Fr. Martin hasn’t been hesitant to speak out in social and written media in support for people embroiled in controversy, most recently NBA center Jason Collins, the first openly gay player active in professional basketball.

“I try to support people who might feel marginalized, excluded or unwelcome,” Fr. Martin said. “I’m trying to follow the pope’s lead on that. This is all good. Jesus’ ministry was always reaching out those on the outside and always bringing people in to make them feel welcome. He was always showing God’s hospitality.”

When, in 2012, the Vatican found the Leadership Conference of Women Religious suffered from “serious doctrinal problems” and exhibited “radical feminist themes incompatible with the Catholic faith” as well as alleged dissent from church teachings, including sacramental male priesthood and homosexuality, Fr. Martin started a tweet, “#WhatSistersMeanToMe,” inviting comments on the influence of nuns and sisters in an individual’s life.

Fr. Martin said the tweet wasn’t a slap at the Vatican, which called for reforms of the organization representing a majority of sisters in the country.

“Not at all. That was a time many sisters felt demoralized,” Fr. Martin said. “I thought a wonderful way to support them was to invite people to talk about what sisters meant to them. It wasn’t meant as a challenge to the Vatican at all. It was to support the sisters. The tweet allowed people to show their gratitude of all the things women religious have done.”

Not liberal or conservative

Although many of the media outlets in which Fr. Martin participates have a liberal bent, that doesn’t mean he is a liberal or conservative.

“I don’t think (liberal and conservative) categories are useful in the church. Would you say Jesus was a liberal or conservative? I think Catholicism transcends that. For example, I am pro-life across the board and for natural birth and natural death. I am very traditional about my beliefs in the church and in Jesus. As well, I am also interested in social justice and helping the poor, as was Jesus. The Catholic way of looking at things is neither conservative or liberal.”

Presider at Hoffman funeral

Fr. Martin recently presided over the funeral of Oscar-winning actor Philip Seymour Hoffman, who, authorities said, died of a drug overdose.

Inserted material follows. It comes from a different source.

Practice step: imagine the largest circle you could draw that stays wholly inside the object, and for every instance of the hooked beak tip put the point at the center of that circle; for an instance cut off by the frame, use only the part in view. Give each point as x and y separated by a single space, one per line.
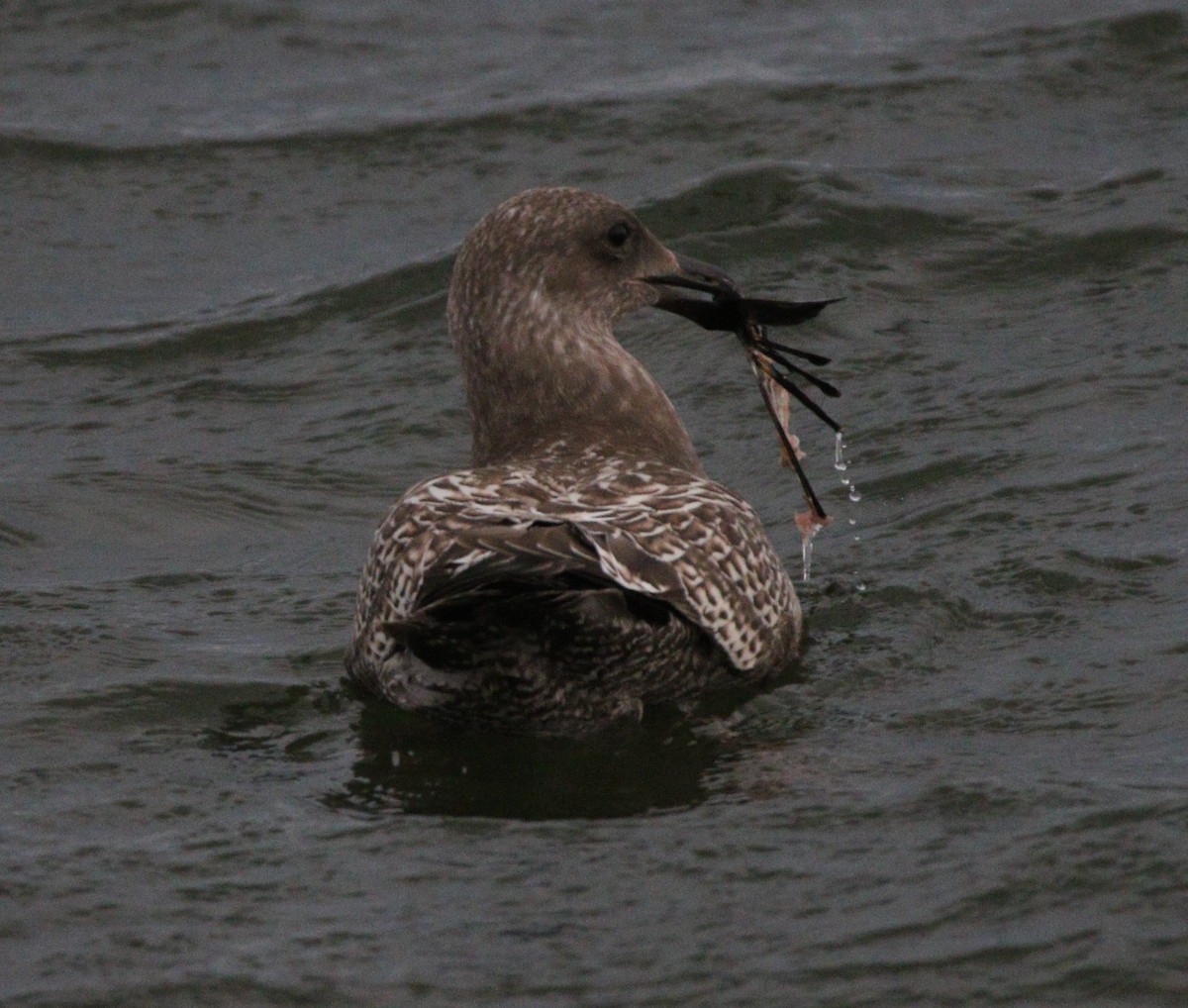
695 274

The funeral was held at St. Ignatius of Loyola Church in New York, the same church where Fr. Martin coached Hoffman for his role as a priest in the film “Doubt,” about a priest suspected of child abuse.

“He wanted to know all about the life of a priest, so it seems appropriate the Mass was held there,” Fr. Martin said. “It’s still hard to talk about. I was not his best friend or close friend, but I was a friend.”

Fr. Martin said he was honored to be invited by the family to celebrate the funeral Mass.

“He was baptized a Catholic. His family is all Catholic,” Fr. Martin said.

“I don’t think I’ve ever been happier to be a priest because, in his case, the family didn’t have a whole lot of connections with priests, so I felt particularly useful as a minister. It was a very profound experience to preach the Gospel, deliver the homily and preside at his Mass. On that day, I felt particularly moved.”

In his book, “The Jesuit Guide to (almost) Everything,” Fr. Martin talks several times of the Ignatius way — a road of faith that ends with God.

Fr. Martin said he is helping people to travel the way of Ignatius to God.

“‘The Jesuit Guide to (almost) Everything’ was an explicit invitation to come to understand the richness of Ignatian spirituality. In my personal life, I am a spiritual director for 10 people and regularly lead retreats. I give talks on spirituality,” he said.

Although his life is busy and his evangelizing wide spread, Fr. Martin said, if he could ask people, as Jesus asked his disciples in Matthew, “Who do you say that I am?,” the answer would hopefully be simple.
“He’s a good Christian. That’s what I would want them to say,” Fr. Martin said.